Contract: contracts/apr-hybrid-retrieval-v1.yaml (FALSIFY-HYBRID-003).

Pre-Phase-4, BM25Index had a hardcoded internal tokenize() method that split on non-alphanumeric boundaries with built-in lowercasing + stopword filtering. The §2.5 sketch called this out as drift risk: a future apr serve inference path that uses a different tokenizer (BPE / SentencePiece) would silently disagree with BM25 on what counts as a “term”, with no compile-time anchor pinning the two together.

Phase 4 extracts the contract: a public Tokenizer trait that BM25Index can OPTIONALLY accept via [BM25Index::with_tokenizer]. The default behaviour is unchanged (the existing internal tokenization stays the fallback when no override is set), so existing callers don’t break.
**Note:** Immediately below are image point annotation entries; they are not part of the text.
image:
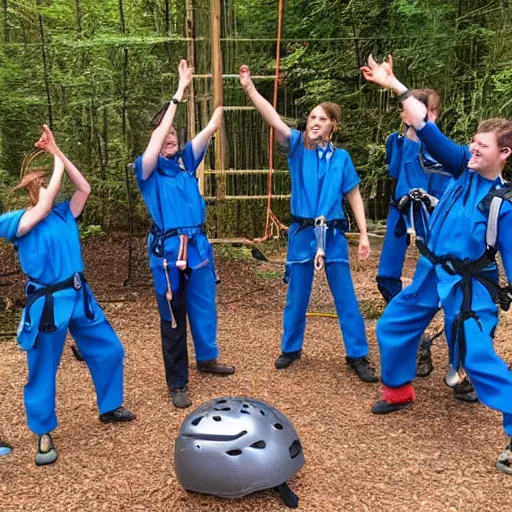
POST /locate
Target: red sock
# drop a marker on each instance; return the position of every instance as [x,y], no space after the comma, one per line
[398,395]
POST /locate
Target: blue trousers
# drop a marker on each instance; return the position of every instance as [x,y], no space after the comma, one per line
[297,300]
[392,258]
[407,316]
[195,297]
[102,351]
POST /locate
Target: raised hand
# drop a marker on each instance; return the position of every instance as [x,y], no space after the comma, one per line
[47,142]
[216,118]
[185,73]
[245,77]
[363,251]
[380,74]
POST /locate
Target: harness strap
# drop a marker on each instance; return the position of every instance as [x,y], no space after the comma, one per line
[308,222]
[160,236]
[47,324]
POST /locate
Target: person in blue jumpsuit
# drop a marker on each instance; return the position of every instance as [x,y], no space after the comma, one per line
[457,267]
[59,299]
[411,167]
[321,177]
[180,255]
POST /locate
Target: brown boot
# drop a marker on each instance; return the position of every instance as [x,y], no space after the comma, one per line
[212,366]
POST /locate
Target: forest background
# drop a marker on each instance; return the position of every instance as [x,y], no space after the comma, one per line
[98,70]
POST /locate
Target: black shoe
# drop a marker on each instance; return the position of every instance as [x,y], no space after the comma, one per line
[363,369]
[504,462]
[424,365]
[180,397]
[213,366]
[46,452]
[384,407]
[465,392]
[287,358]
[119,415]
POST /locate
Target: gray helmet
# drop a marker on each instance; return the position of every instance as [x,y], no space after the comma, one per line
[233,446]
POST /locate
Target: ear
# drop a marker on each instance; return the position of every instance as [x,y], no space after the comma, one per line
[505,153]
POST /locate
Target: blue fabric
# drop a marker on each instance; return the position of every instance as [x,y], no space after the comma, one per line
[99,346]
[402,158]
[51,253]
[297,299]
[319,183]
[172,197]
[318,188]
[457,229]
[173,200]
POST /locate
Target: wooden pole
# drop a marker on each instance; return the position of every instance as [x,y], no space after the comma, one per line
[218,94]
[191,103]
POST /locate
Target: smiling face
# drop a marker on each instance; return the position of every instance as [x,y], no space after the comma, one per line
[170,146]
[319,126]
[487,157]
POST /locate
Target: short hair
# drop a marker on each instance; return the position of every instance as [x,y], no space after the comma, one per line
[429,97]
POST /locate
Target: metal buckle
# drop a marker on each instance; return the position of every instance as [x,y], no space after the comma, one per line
[320,221]
[77,282]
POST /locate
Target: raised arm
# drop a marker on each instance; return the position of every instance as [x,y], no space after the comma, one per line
[44,204]
[83,189]
[356,203]
[453,157]
[150,156]
[201,139]
[267,111]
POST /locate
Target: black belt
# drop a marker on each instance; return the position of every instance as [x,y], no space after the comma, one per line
[160,236]
[47,324]
[469,270]
[307,222]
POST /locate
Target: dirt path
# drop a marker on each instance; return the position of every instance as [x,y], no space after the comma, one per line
[437,456]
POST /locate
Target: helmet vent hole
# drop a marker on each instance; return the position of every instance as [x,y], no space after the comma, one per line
[295,448]
[196,421]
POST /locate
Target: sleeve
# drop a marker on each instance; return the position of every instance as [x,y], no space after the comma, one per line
[505,238]
[64,209]
[9,223]
[350,177]
[137,170]
[451,156]
[294,142]
[394,146]
[191,162]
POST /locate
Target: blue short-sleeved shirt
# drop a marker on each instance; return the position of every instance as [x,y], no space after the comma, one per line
[172,197]
[402,158]
[319,183]
[50,252]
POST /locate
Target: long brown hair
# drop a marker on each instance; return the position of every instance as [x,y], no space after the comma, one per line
[32,182]
[333,112]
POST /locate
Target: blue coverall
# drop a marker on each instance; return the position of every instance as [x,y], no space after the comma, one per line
[50,254]
[457,231]
[320,179]
[172,197]
[404,165]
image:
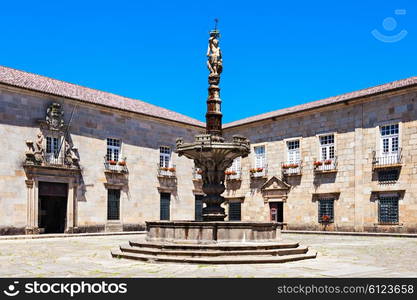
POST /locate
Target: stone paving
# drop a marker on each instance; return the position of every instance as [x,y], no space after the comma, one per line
[338,256]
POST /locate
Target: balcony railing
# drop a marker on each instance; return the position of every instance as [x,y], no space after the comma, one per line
[325,166]
[197,174]
[166,171]
[233,174]
[291,168]
[259,172]
[115,166]
[387,160]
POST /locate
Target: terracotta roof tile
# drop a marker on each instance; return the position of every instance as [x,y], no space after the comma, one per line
[44,84]
[332,100]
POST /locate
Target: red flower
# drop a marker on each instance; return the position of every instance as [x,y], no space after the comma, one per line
[325,218]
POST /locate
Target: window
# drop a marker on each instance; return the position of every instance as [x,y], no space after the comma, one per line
[388,175]
[113,149]
[113,204]
[293,151]
[236,165]
[260,157]
[389,139]
[235,211]
[326,210]
[388,209]
[198,208]
[165,205]
[52,147]
[327,147]
[164,157]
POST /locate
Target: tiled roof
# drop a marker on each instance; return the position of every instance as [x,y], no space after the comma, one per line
[44,84]
[412,81]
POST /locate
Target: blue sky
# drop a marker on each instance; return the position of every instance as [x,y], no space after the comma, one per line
[276,53]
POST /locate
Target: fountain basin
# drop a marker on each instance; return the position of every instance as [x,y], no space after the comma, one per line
[196,232]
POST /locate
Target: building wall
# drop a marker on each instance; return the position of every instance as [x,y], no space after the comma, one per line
[356,130]
[141,138]
[354,124]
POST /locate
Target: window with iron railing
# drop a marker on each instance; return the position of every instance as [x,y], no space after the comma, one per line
[52,151]
[327,151]
[164,157]
[113,149]
[390,151]
[326,210]
[235,211]
[234,172]
[388,209]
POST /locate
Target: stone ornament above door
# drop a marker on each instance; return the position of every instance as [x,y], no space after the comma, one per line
[275,188]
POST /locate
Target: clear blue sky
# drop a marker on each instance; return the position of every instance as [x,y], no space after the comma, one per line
[276,53]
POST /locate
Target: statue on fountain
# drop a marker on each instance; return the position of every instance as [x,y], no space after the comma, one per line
[209,151]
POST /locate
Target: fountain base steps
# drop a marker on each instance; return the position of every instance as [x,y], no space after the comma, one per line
[222,253]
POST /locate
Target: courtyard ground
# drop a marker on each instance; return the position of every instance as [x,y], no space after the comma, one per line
[338,256]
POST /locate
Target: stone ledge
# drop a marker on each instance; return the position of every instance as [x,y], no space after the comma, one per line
[384,234]
[65,235]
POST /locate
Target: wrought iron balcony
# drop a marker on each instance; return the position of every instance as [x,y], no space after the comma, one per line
[168,172]
[325,166]
[390,160]
[233,174]
[259,172]
[197,174]
[115,166]
[291,168]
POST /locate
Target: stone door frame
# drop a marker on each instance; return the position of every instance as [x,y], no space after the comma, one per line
[32,186]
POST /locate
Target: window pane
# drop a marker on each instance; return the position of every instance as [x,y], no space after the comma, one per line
[388,210]
[326,210]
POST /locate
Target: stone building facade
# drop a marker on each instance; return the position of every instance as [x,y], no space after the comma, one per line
[81,160]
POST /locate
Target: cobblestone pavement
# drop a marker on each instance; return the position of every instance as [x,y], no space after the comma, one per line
[338,256]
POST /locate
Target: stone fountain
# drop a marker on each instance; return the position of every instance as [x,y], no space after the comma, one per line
[213,240]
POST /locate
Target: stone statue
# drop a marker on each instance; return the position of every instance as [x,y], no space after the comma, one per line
[214,54]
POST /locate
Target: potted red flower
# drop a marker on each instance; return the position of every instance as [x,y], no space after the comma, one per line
[317,163]
[325,219]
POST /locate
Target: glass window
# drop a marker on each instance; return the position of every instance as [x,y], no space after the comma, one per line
[165,206]
[293,151]
[389,139]
[235,211]
[113,204]
[326,210]
[113,149]
[388,210]
[260,158]
[327,147]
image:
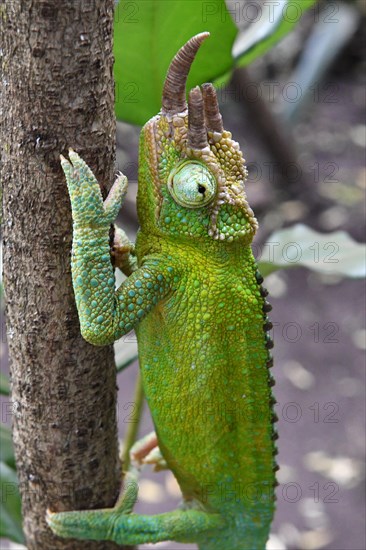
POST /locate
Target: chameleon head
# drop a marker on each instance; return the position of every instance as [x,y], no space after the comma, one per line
[192,173]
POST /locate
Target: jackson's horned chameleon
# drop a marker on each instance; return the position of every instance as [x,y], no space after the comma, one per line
[194,296]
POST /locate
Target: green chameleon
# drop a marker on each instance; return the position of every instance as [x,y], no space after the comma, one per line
[194,296]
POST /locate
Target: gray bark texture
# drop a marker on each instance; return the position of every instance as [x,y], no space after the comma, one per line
[57,92]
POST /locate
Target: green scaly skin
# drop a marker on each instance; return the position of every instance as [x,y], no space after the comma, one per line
[196,303]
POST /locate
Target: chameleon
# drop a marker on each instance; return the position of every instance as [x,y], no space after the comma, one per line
[195,298]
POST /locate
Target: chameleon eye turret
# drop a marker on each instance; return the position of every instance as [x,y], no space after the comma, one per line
[193,294]
[192,185]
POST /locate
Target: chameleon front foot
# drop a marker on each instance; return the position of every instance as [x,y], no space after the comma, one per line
[146,451]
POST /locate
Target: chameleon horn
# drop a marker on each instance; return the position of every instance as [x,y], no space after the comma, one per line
[212,113]
[174,92]
[197,136]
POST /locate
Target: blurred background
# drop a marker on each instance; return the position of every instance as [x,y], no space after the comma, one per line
[298,114]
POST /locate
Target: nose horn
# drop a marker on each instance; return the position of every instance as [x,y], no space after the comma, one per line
[174,92]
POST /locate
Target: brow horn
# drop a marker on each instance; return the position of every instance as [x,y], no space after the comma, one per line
[212,113]
[197,136]
[174,92]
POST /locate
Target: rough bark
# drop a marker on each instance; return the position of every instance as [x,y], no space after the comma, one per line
[57,92]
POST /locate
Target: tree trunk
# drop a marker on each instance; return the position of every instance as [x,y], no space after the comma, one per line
[57,92]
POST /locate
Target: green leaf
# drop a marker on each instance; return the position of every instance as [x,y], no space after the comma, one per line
[328,253]
[6,447]
[148,33]
[275,20]
[4,384]
[10,505]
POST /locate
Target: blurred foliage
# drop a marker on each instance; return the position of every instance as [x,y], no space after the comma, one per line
[148,33]
[334,253]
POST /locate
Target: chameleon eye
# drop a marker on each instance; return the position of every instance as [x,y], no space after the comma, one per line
[191,184]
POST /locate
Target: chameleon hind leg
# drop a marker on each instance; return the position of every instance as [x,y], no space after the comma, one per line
[118,525]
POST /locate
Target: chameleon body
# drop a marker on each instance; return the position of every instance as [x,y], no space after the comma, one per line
[196,302]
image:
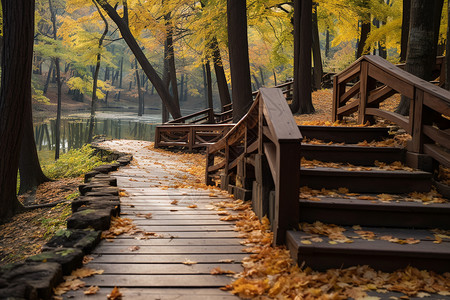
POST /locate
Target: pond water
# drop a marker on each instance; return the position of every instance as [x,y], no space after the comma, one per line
[75,130]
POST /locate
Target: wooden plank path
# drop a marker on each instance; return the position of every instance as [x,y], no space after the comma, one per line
[154,268]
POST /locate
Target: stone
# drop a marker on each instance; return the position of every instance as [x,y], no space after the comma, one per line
[89,175]
[69,258]
[106,201]
[105,169]
[97,219]
[83,239]
[18,291]
[41,276]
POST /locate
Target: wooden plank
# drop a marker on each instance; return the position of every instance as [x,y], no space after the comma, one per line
[278,115]
[174,258]
[157,293]
[398,119]
[171,222]
[133,241]
[439,136]
[167,228]
[169,249]
[144,269]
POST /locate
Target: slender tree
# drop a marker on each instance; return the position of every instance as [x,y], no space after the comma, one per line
[96,71]
[241,86]
[152,75]
[15,94]
[302,101]
[422,43]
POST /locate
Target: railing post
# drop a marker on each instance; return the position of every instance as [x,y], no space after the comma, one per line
[364,92]
[287,186]
[209,162]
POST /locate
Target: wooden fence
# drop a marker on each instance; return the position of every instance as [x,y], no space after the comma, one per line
[377,80]
[262,153]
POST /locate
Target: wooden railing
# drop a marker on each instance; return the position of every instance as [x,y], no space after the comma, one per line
[261,153]
[428,121]
[189,137]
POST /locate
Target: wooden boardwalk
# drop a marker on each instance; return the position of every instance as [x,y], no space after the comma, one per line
[155,268]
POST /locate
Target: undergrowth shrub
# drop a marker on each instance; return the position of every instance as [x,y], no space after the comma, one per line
[74,163]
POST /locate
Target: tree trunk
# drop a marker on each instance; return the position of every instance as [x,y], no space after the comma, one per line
[95,78]
[31,174]
[222,84]
[15,95]
[447,50]
[317,56]
[140,98]
[405,29]
[47,81]
[302,101]
[365,30]
[239,61]
[59,85]
[421,54]
[151,73]
[209,84]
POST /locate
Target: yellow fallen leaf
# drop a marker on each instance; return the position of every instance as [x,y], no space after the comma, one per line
[92,290]
[115,294]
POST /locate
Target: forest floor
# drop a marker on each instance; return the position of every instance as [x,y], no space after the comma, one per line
[26,232]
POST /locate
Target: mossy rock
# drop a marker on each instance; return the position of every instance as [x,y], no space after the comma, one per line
[97,219]
[83,239]
[69,258]
[42,277]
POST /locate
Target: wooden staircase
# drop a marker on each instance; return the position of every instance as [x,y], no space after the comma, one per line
[406,224]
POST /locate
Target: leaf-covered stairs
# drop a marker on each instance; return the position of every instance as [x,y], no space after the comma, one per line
[355,211]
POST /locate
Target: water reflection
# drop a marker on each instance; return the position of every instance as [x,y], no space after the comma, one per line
[75,131]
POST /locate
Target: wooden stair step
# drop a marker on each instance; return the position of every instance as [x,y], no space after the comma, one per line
[341,134]
[362,181]
[375,213]
[379,254]
[353,154]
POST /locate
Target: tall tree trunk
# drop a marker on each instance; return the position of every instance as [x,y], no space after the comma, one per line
[151,73]
[327,43]
[317,56]
[302,101]
[15,95]
[59,85]
[47,81]
[95,77]
[241,86]
[447,50]
[222,84]
[406,14]
[365,30]
[421,54]
[140,98]
[31,174]
[209,84]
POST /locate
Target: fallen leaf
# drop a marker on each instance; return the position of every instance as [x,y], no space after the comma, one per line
[218,271]
[115,294]
[92,290]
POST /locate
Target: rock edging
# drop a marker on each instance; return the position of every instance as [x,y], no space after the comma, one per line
[91,213]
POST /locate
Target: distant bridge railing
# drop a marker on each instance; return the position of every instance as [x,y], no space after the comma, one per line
[261,154]
[428,122]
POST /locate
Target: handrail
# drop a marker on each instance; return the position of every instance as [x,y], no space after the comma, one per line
[428,121]
[260,151]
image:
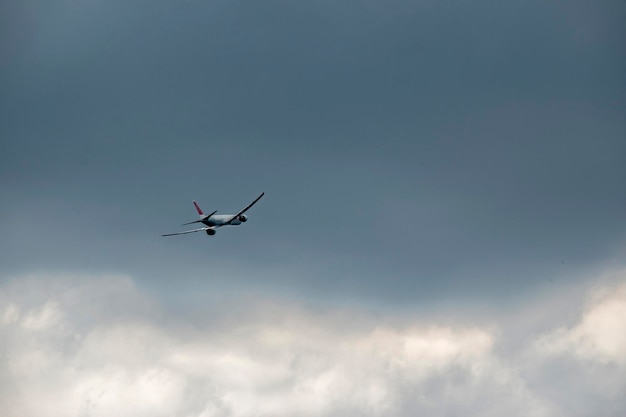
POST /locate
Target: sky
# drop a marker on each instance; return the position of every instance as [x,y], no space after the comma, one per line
[442,233]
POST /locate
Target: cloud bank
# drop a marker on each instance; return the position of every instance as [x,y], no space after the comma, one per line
[73,346]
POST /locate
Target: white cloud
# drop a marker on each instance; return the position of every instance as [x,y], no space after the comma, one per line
[600,335]
[100,347]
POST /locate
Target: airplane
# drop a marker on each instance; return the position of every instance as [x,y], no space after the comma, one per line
[213,221]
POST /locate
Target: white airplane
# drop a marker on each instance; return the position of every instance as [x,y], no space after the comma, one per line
[213,221]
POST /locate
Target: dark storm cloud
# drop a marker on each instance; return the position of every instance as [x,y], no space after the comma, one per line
[407,148]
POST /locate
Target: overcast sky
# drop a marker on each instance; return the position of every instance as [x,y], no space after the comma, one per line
[442,232]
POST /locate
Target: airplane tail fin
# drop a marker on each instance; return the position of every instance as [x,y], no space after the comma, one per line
[198,209]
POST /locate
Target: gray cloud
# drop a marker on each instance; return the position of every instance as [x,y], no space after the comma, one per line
[76,345]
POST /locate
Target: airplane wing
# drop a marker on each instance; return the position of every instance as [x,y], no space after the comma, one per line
[202,229]
[245,209]
[201,220]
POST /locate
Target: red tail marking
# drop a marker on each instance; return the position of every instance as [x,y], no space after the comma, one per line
[198,208]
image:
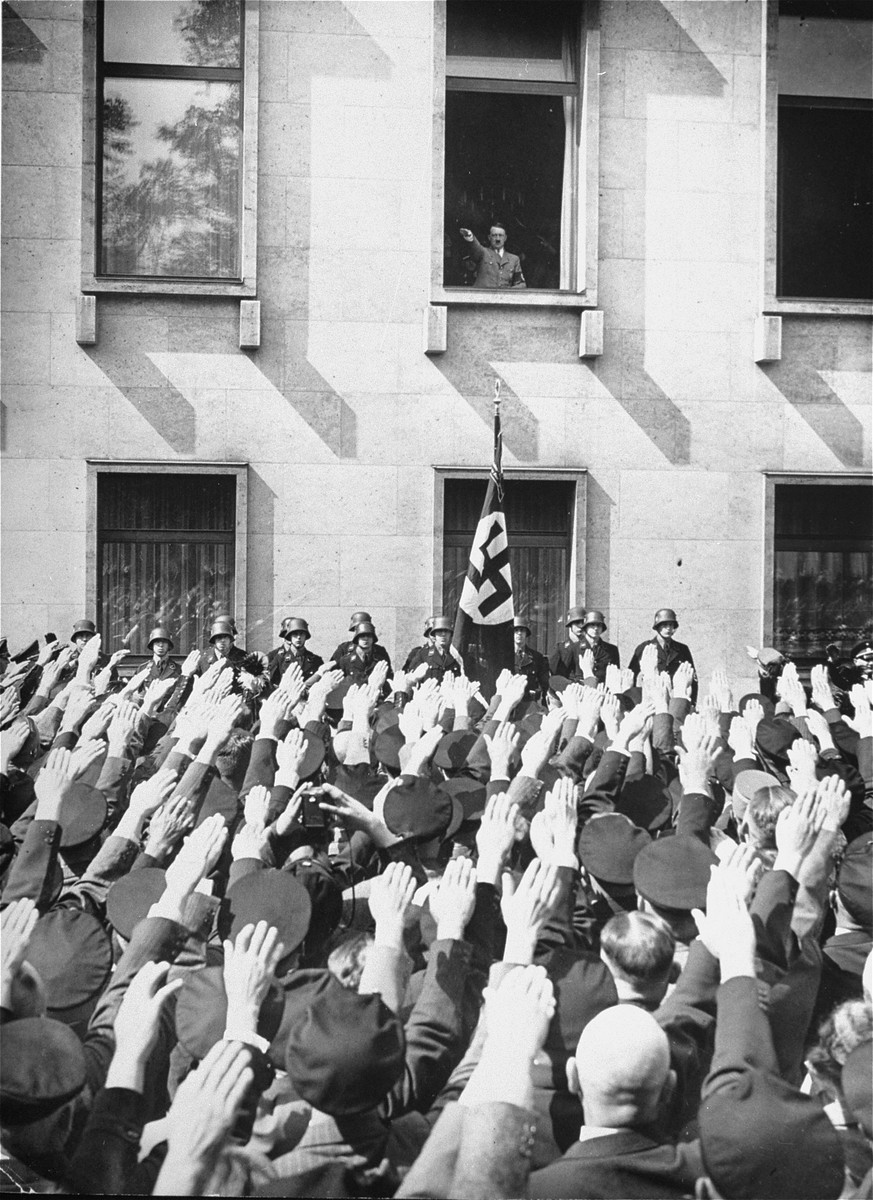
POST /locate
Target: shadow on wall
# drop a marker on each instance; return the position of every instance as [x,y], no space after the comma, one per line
[479,337]
[808,347]
[20,43]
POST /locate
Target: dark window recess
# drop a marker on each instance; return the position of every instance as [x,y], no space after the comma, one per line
[169,179]
[540,527]
[505,162]
[825,199]
[823,571]
[164,556]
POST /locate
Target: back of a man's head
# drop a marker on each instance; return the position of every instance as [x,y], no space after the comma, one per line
[763,813]
[621,1068]
[638,948]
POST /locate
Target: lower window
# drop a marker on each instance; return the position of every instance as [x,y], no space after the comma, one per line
[166,556]
[823,568]
[540,527]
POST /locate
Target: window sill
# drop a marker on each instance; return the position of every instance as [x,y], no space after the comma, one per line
[774,306]
[96,286]
[512,297]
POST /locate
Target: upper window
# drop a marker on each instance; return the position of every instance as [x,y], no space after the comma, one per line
[825,150]
[166,556]
[823,568]
[540,527]
[170,138]
[512,144]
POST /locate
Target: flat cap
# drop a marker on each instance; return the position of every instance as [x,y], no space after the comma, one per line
[130,898]
[42,1066]
[608,846]
[345,1051]
[72,952]
[417,809]
[673,873]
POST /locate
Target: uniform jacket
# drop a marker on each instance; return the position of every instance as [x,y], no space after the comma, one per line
[567,655]
[360,669]
[495,270]
[535,667]
[438,664]
[280,660]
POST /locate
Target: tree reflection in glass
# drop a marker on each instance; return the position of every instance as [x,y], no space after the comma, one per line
[172,145]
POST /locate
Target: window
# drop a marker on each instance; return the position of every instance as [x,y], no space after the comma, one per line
[823,567]
[825,151]
[540,517]
[166,555]
[518,78]
[169,147]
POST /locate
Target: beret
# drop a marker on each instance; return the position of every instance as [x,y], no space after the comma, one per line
[856,1083]
[84,815]
[202,1011]
[762,1139]
[646,802]
[417,809]
[673,873]
[855,881]
[270,895]
[386,747]
[130,898]
[345,1051]
[470,792]
[72,952]
[608,846]
[451,753]
[42,1066]
[746,785]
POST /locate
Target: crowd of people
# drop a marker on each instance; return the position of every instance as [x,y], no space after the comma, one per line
[275,924]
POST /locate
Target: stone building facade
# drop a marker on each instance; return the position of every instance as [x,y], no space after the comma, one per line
[332,390]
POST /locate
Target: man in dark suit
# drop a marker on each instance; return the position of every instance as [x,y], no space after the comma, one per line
[295,634]
[530,663]
[670,652]
[585,633]
[437,659]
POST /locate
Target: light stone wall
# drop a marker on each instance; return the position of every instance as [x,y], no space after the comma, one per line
[342,417]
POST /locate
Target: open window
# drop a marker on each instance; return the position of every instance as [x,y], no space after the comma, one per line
[519,142]
[820,162]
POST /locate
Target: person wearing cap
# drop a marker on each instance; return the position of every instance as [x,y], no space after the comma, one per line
[348,646]
[585,630]
[434,661]
[670,652]
[365,654]
[295,634]
[161,666]
[530,663]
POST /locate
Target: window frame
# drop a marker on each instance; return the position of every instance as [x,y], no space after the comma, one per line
[774,479]
[588,195]
[97,467]
[771,303]
[91,155]
[547,474]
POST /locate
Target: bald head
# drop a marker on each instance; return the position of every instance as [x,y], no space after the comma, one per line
[621,1068]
Future callers — including a shared inference tokenizer — implement Tokenizer and plug in.

Note on scope: this PR ships the trait surface plus the BM25 plumbing to use it. Wiring the actual inference-path tokenizer (Qwen / Llama BPE) into the same trait is a separate effort; the gate in §2.5 only asserts the trait is pluggable today, not that any specific inference tokenizer is wired.

Structs§

WhitespaceTokenizer: Whitespace-and-non-alphanumeric tokenizer with optional lowercasing, stopword filtering, and minimum-length filtering. Matches the rule that lived inside BM25Index pre-Phase-4 and is the default when no other tokenizer is supplied.

Traits§

Tokenizer: Decompose a string into BM25 search terms.